Sometimes luxury needs to howl at the moon, find a rare grass fed steak in a red leather booth and invite all its friends. A new generation has arrived.

Wow, just wow. Let me translate this for you:

Sometimes luxury needs to spend the entire Wednesday night out because daddy won't care if it's late for work and hungover. It'll go to some yuppy shithole where people in mac glasses and ladies that look like elementary school teachers hang out. Also, there will be rare grass fed steaks in a red leather booth because grain fed cows taste like shit and red leather doesn't stick to your ass like the regular kind. Luxury is also going to invite all its friends. In this case the car's friends are a Mac owner, twit with a shaved head and a black dude, surprised? Bet you though there was going to be an Asian guy too, the Mac guy can probably pass as Asian though. A new generation has arrived, by using his father's money to buy a 38,000$ car with an infuriatingly entitled ad campaign.

Pretty good huh? Alright well let's work through the still sh
ots of this shithole ad. Hmm, looks like New York. No surprises really. After all, there's a high density of D-bags in that godforsaken death maze (no offense to New York Dwellers, but you know it's true).Next we get to see the cock-monger himself. Your typical late 20's, grizzled guy's guy. You'll see him in half of all commericals advertising to men. The other half portray fat, bald, inept twits.
Sharp vehicle. Somehow I can't shake the feeling that I'm looking at a juiced up civic. But I guess it's worth the price. Look at how much more aggressive the rims are!
Yet another gratuitous New York shot. You have to remember that the demographic Acura is targetting here doesn't know how to step off an escalator without getting their shoes caught. The "next generation" needs to have things spelled out for them.
What did I tell you. The Nav screen says "Douchebag-ville, NY, NY". So now all the fuckwits watching know what to expect. At this point at least 70% of potential buyers have turned to the people they're watching TV with and professed a desire to move to NYC or LA. You know what though? There's a flash of something right before the scene changes, let's see if I can isolate it. Yep, just as I expected he's using the vehicle GPS to find his own penis because it's concealed behind layer after layer of douchiness. Look at the retard, he doesn't even know if he has a covered wagon.
Now something truly baffling happens. He shakes hands with his "friends". Although, who simultaneously has a Mac-tard (possibly Asian), a douchey shaved head guy and also a black dude as a friend.
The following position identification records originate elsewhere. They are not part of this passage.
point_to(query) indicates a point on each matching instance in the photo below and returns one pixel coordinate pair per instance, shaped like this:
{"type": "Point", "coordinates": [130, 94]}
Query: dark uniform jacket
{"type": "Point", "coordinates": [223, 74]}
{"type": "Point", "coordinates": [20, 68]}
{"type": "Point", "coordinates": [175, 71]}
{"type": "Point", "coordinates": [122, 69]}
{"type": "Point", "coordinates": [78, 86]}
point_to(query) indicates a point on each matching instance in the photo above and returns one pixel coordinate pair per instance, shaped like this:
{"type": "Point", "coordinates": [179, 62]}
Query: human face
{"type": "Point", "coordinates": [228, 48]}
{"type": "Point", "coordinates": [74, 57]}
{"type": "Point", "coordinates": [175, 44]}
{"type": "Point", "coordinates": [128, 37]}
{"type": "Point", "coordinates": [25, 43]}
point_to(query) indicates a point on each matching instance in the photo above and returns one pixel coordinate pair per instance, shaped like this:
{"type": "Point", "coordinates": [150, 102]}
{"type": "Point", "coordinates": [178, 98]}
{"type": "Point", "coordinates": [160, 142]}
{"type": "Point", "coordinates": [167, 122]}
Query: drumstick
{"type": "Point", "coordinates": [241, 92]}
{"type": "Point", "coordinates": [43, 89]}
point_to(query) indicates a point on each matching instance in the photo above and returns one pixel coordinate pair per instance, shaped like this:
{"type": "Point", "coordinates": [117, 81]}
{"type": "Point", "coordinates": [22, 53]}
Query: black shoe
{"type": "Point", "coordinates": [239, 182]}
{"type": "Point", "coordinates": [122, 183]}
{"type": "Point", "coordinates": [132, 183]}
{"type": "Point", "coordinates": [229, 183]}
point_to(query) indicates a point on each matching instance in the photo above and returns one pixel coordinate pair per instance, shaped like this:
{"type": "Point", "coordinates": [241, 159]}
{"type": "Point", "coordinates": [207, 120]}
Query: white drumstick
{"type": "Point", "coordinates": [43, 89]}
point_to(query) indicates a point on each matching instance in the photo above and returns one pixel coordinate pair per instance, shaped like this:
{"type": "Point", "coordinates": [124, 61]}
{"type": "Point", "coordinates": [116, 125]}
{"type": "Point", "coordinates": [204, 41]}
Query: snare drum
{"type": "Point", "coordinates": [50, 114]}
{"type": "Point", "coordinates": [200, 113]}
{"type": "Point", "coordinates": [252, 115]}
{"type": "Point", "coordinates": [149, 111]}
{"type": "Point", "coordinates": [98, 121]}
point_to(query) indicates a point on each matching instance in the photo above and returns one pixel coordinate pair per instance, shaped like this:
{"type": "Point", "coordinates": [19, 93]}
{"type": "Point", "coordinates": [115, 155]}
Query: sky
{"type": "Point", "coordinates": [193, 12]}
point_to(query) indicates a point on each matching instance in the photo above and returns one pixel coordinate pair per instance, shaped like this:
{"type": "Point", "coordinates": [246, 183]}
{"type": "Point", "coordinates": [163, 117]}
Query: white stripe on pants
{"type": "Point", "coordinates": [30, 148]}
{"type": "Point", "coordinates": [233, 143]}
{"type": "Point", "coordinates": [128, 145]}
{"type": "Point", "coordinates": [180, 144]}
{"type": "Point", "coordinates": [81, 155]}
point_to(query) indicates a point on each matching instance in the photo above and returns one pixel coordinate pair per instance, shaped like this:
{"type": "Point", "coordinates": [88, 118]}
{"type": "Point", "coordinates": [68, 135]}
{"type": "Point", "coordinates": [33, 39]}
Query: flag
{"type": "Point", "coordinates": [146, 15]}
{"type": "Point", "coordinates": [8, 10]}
It has never happened. Also, the black guy and neo-nazi instantaneously switch seats. Does the protagonist stink? Is the skinhead hot for the Mac guy? They are known to be metrosexual. Now, for some fucking reason the dude's first grade teacher stands up from dinner to stare at him. Her husband is probably sitting there mouthing "What the fuck" to anyone who will look at him. And then look at the smirking lummox to the right. Just what the fuck is he doing? He holds that pose for a full 5 seconds. Would you eat in a joint with fucking Forrest Gump grinning at you like an asshole the whole time?
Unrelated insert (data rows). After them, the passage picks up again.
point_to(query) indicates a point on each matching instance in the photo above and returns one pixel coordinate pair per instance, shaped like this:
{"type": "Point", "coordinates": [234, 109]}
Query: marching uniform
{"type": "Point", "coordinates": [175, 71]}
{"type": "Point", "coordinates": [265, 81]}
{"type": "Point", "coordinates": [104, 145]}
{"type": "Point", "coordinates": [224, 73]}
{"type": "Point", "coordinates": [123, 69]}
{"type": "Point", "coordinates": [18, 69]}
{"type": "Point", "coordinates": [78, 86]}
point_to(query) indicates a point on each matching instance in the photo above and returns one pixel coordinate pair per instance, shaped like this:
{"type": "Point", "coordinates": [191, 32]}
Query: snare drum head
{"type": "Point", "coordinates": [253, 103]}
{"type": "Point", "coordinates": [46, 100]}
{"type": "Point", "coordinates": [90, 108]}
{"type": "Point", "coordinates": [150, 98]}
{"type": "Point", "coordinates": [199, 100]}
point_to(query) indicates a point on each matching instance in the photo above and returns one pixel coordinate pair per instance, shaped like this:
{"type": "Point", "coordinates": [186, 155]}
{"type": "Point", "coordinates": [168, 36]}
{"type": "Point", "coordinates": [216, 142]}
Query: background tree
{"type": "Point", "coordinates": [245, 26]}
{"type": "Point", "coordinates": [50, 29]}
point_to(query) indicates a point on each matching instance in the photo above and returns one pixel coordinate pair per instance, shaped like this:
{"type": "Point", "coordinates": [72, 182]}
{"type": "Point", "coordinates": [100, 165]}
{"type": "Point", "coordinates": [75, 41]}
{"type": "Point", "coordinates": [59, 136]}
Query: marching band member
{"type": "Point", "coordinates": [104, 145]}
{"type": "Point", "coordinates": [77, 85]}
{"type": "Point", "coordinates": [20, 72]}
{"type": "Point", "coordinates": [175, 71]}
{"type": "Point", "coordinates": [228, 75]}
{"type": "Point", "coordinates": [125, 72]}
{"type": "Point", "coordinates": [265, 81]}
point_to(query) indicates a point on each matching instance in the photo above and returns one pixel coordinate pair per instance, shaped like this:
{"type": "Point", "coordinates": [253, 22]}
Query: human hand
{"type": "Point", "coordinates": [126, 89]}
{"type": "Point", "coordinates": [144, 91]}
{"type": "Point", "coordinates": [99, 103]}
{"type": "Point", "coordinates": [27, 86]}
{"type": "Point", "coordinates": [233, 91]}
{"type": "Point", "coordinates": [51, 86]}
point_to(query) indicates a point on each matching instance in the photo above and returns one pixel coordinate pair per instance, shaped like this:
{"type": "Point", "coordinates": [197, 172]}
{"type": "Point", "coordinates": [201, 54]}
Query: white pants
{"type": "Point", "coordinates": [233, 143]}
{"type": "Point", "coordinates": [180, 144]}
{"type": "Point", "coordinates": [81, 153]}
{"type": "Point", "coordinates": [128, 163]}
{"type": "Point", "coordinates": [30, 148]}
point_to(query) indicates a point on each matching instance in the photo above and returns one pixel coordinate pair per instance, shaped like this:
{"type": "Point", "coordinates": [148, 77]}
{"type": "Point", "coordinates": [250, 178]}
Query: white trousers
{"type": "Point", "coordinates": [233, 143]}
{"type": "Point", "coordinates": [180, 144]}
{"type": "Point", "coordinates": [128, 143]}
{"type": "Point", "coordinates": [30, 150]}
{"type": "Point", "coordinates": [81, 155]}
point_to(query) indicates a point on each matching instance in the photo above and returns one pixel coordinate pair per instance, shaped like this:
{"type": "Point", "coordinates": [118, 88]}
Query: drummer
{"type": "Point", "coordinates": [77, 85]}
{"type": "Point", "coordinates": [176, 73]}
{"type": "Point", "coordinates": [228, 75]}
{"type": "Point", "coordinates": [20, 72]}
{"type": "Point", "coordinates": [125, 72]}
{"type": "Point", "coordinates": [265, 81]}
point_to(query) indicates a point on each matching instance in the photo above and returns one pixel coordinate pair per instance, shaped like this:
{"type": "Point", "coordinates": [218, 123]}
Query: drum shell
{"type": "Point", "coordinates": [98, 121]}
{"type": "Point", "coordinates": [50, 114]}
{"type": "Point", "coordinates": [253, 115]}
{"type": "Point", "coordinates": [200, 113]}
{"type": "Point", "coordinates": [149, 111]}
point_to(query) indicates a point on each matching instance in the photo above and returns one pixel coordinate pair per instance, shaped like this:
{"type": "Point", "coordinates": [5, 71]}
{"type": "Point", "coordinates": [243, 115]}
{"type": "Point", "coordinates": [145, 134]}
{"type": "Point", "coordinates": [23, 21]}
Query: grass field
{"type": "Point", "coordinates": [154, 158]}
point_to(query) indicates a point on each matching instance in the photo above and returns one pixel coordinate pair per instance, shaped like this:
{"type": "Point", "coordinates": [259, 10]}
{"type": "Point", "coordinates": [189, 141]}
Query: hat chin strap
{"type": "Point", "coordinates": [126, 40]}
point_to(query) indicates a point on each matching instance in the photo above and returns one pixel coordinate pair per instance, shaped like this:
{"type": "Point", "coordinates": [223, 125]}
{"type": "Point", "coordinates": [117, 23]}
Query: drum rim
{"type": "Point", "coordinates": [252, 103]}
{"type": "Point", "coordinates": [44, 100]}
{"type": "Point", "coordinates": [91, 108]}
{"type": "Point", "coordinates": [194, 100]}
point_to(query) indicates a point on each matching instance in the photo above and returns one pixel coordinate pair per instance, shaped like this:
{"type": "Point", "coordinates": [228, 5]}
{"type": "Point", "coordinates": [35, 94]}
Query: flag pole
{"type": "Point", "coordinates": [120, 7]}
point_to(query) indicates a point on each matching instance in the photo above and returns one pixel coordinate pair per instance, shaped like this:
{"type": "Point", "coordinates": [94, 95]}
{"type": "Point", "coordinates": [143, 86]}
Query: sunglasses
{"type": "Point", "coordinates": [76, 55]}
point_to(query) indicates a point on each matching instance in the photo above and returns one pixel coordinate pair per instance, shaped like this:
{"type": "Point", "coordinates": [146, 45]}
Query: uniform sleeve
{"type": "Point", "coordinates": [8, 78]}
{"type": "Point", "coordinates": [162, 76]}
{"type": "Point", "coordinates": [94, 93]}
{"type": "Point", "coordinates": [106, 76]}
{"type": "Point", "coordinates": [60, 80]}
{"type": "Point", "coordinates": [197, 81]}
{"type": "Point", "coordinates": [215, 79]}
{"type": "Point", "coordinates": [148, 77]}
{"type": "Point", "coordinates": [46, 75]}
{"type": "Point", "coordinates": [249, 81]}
Next we get an American Psycho-esque shot of the protagonist looking confused and mildly alarmed that his teacher wants to fuck him in public. I think he might be the real life model for Niko from GTA4. Probably also a bestiality fan judging by the look of him.
Next the jizz-stain pulls up on an empty street outside a popular club. I've been to NYC a bunch of times and I've never seen an empty parking space. People fucking live in their cars to avoid losing their spots. And we're supposed to believe that a whole fucking street cleared out so this asshole could park his super-honda?
Inside, some fuckwits are playing guitars and people are evidently excited about it. The band is undoubtedly Coldplay. That's all there is to it. There are no other options.
Oh shit! His teacher stalked him all the way to the club! I guess he's going to have to fuck her now. But wait, he's looking sick again and now he's headed for the door. Guess Niko hasn't managed to work up the courage to sing some Hewey Lewis, while spreading a tarp and preparing to axe her in the back. You know what? That would make an awesome car commercial.